実際に仕事を教えていても、勉強した科目選びによって、身についている知識量、応用力に多少差があるという印象を受けます。

  • 理論科目からきっちり勉強して電験三種に合格した人
  • とりあえず得意な科目から攻めていって合格した人

のどちらにも指導したことがあるのですが、やはり現場で理屈をしっかりと理解しながら仕事できているのは理論科目など基礎を固めていた人。

もちろん最終的にどちらも合格しているので、最低限の知識量は変わりないのですが、仕事の応用力には差があると感じました。

これは悪いことではなくて、後者は機械的な知識詰め込み型の学習や、暗記に頼った勉強をしたことが原因で起こったことです。

電力科目は比較的暗記に頼って合格しやすい科目ではありますが、しっかりと理屈を理解しながら勉強すれば問題なく仕事でも活用できます。

ただ、理論科目から地道に進めていった場合と比べて、応用力不足の状態になりやすいと感じたのは事実です。

勉強した結果の知識としては付いているけれども、それぞれの知識が浮いている状態なので、それぞれの知識を仕事に結びつける能力が少し不足している状態です。

ですから、基本的には、数学力強化をして、理論科目を攻略していくという王道の流れが一番おすすめです。
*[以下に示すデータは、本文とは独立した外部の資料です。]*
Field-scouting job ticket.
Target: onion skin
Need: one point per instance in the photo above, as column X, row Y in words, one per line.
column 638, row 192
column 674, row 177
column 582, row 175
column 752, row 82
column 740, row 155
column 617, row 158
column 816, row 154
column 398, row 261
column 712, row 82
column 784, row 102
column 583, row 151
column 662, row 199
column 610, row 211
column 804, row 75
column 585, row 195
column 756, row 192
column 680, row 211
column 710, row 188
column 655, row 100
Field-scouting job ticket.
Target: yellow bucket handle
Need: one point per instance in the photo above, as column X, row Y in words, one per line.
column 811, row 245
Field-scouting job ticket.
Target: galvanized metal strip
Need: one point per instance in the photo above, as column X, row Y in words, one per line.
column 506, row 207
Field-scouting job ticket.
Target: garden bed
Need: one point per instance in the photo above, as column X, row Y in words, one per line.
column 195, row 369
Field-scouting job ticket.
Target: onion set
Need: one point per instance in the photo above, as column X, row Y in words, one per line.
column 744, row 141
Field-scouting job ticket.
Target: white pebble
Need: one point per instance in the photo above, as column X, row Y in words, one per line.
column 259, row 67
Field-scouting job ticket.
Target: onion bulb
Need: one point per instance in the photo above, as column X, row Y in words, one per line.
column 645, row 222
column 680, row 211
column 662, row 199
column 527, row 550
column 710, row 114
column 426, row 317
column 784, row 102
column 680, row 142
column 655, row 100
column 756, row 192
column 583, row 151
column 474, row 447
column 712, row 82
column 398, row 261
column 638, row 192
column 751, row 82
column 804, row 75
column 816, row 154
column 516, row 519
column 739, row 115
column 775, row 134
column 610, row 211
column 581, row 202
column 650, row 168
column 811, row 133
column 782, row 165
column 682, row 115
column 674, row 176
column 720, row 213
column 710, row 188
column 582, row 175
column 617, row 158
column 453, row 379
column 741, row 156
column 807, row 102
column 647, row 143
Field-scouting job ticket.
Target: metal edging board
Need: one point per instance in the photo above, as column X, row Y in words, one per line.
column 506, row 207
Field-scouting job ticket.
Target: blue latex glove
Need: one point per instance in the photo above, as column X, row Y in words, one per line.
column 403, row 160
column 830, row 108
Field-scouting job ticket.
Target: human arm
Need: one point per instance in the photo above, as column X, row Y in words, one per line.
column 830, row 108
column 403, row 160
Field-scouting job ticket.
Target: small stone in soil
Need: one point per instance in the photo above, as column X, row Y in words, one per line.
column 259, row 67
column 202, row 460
電力科目を選ぶなら電気の基本から入るのが結局近道な理由

電力科目を選ぶなら電気の基本から入るのが結局近道な理由

実際に電験三種を扱う職場で働いていて思うのですが、理論がしっかりしていないと、現場のことを覚えたとしても、

たまに、SNSを見ていると、数学がめちゃくちゃ得意な人が、

「電気のことはよくわかりませんが、公式を転がしていたら合格しました」

という人がごくごくたまにいます。

その方が、実際に電気主任技術者として仕事ができるかというと微妙なところがありますし、やはり電気とはなんぞやという基礎からしっかりと身につけていったほうが、

将来的に仕事をすることを考えた場合は、理論科目から勉強していくことが、最も自分の力になると感じています。

理論科目から勉強するのが不安だという場合でも、基礎からしっかり固められる通信講座を使えば、途中でつまずくこともありません。

たまに、勉強法の本を書いている著者から、

「勉強の順番は関係ない、自分がわかるところから攻めろ」

という風に書いている本もあります。

確かに、理解しやすいところから入るのは正しいですし、そのほうが勉強の進みも良いでしょう。

ただ、どの科目から攻略するか?という話になるとやはり理論科目から勉強していったほうが、各科目とのつながりは一番感じることができます。また、知識を点ではなく線でつなげやすいです。よって全体的に点数を伸ばしやすいといえます。

したがって、理解力、応用力を育てる上では一番の近道になるといえるのです。

まとめ

今回の記事のまとめとして、電験三種の電力科目が最初の勉強におすすめかどうかについて

  • 理想は理論科目から勉強したほうが応用力が身につきやすい
  • 計算問題は他の科目に比べて素直な問題が多い
  • 丸暗記に頼った勉強になりがちなので注意する

以上のことを踏まえて、電験三種の電力科目を最初に勉強するのが自分にとっておすすめかどうか、判断してください。